Even as Portland's population has grown dramatically in
the last decade, police numbers have been stagnant or in decline at
around 900 full-time sworn officers on the force. Efforts at lowering
recruitment standards—such as dropping the two-year college degree
requirement and allowing beards and tattoos—haven't yielded enough
recruits. This February, the PPB disbanded two street-crimes policing
units due to staffing shortages. Forty-seven officers retired last year,
around five percent of the force, and another round of retirements is
set to take place in August.
To address resource shortages in the
past, the PPB has relied on help from other police departments, both
state and local, to provide additional officers. But many of those
long-standing mutual aid partnerships have ended in acrimony. Last year,
Pat Garrett, the sheriff in neighboring Washington County, ordered deputies not to assist law enforcement in Portland
unless it was directly connected to a case in their county. This
followed a costly civil lawsuit and judgement against two Washington
County tactical officers who injured a north Portland man while
assisting Portland police on a search warrant. Later in the year,
neighboring Clackamas County also issued a directive that deputies would
no longer respond to calls in Portland.
"I will not place you at
unnecessary personal and professional risk," Clackamas County Sheriff
Craig Roberts said in an email to deputies at the time.
The PPB officer tells Newsweek
the city's strong anti-police sentiment has led to a chilling work
environment where officers are unwilling to use force when needed out of
fear that they will have their reputations and career destroyed.
"[Police]
are concerned with how this plays on TV and how it will look to the
public," the PPB officer says. "We have to consider how media will
respond, and lawsuits people file against us for using force.
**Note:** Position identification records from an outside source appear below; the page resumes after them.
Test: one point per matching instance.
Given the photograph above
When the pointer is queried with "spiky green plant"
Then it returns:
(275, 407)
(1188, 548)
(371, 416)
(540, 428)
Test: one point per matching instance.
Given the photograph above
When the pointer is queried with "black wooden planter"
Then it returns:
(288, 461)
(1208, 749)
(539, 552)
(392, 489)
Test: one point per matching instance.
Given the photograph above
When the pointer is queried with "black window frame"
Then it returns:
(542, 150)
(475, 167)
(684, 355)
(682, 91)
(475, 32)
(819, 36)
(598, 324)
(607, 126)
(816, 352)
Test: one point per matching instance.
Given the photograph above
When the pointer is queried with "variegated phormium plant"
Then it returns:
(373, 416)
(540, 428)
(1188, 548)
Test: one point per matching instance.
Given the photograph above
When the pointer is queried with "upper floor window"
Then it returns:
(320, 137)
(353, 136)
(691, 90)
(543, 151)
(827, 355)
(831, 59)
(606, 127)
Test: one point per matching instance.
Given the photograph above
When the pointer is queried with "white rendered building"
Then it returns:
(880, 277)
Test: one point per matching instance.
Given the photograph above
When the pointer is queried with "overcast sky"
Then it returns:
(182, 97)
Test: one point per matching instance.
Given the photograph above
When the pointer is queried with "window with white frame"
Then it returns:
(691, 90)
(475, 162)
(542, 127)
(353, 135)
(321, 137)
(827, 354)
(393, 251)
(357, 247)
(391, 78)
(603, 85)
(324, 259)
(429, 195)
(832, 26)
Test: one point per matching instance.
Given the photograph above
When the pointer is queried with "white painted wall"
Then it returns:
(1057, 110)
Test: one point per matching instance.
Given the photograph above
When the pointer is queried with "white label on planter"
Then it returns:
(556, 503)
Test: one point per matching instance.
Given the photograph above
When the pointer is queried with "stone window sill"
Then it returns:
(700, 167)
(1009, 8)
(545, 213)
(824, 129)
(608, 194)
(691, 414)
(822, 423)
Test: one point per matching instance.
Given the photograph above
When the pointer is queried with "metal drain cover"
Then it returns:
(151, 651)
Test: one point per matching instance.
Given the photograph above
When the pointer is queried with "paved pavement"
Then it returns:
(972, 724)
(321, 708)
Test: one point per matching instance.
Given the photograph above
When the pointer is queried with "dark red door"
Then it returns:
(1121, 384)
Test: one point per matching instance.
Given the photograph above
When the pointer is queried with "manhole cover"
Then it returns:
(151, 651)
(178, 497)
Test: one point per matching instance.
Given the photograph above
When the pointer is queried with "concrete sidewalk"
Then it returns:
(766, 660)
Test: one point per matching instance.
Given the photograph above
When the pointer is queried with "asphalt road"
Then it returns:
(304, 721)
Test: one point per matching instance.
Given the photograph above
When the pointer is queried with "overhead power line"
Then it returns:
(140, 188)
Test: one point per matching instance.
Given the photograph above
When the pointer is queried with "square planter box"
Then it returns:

A Portland
jury is not sympathetic to police."
Four protesters injured at an
antifa protest in 2018 are suing the PPB and city for injuries
allegedly resulting from officers' "excessive force." One of them,
represented by the ACLU of Oregon, is seeking $250,000 in damages.
Allegations
of misconduct can halt an officer's career progress for years, even if
the officer is ultimately exonerated. Case in point: PPB Lieutenant Jeff
Niiya, the bureau's former crowd control liaison. For most of 2019, he
was placed under an outside agency's investigation and review after
local media alleged that text exchanges between him and right-wing
protesters showed a "chummy" relationship. The headlines sent shockwaves
throughout the city, and city commissioner Jo Ann Hardesty accused Portland police of "collusion with right-wing extremists"
to the national press. Niiya was removed from his role as crowd control
liaison and assigned to desk duty in another division within the
department. Investigators ultimately ruled all allegations of
unprofessionalism and misconduct unfounded.
Michael Strickland, a 39-year-old conservative videographer—he was convicted in 2017 for brandishing a legal handgun in downtown Portland at left-wing protesters who were pursuing him—says passive policing will lead to more violence.
"Eventually
the PPB's 'run-and-hide' policy will get someone killed," Strickland
says. "At some point antifa is going to pick the wrong fight, and the
person they are attacking will not demonstrate the level of discipline
and restraint that I showed." Strickland was found guilty by a judge on
10 counts of unlawful use of a weapon, 10 counts of menacing and one
count of second-degree disorderly conduct. His conviction is currently
being considered by the Oregon Court of Appeals.
This month,
former PPB police chief Outlaw began her role as the police commissioner
of the Philadelphia Police Department. Jami Resch, the former assistant
chief of the investigations branch, was sworn in as the new police
chief of the PPB. Judging by the police actions at the Portland protest
on Feb. 8, the status quo of passive policing will hold.
Says the PPB officer, "Politics in the city is what leads to action or inaction."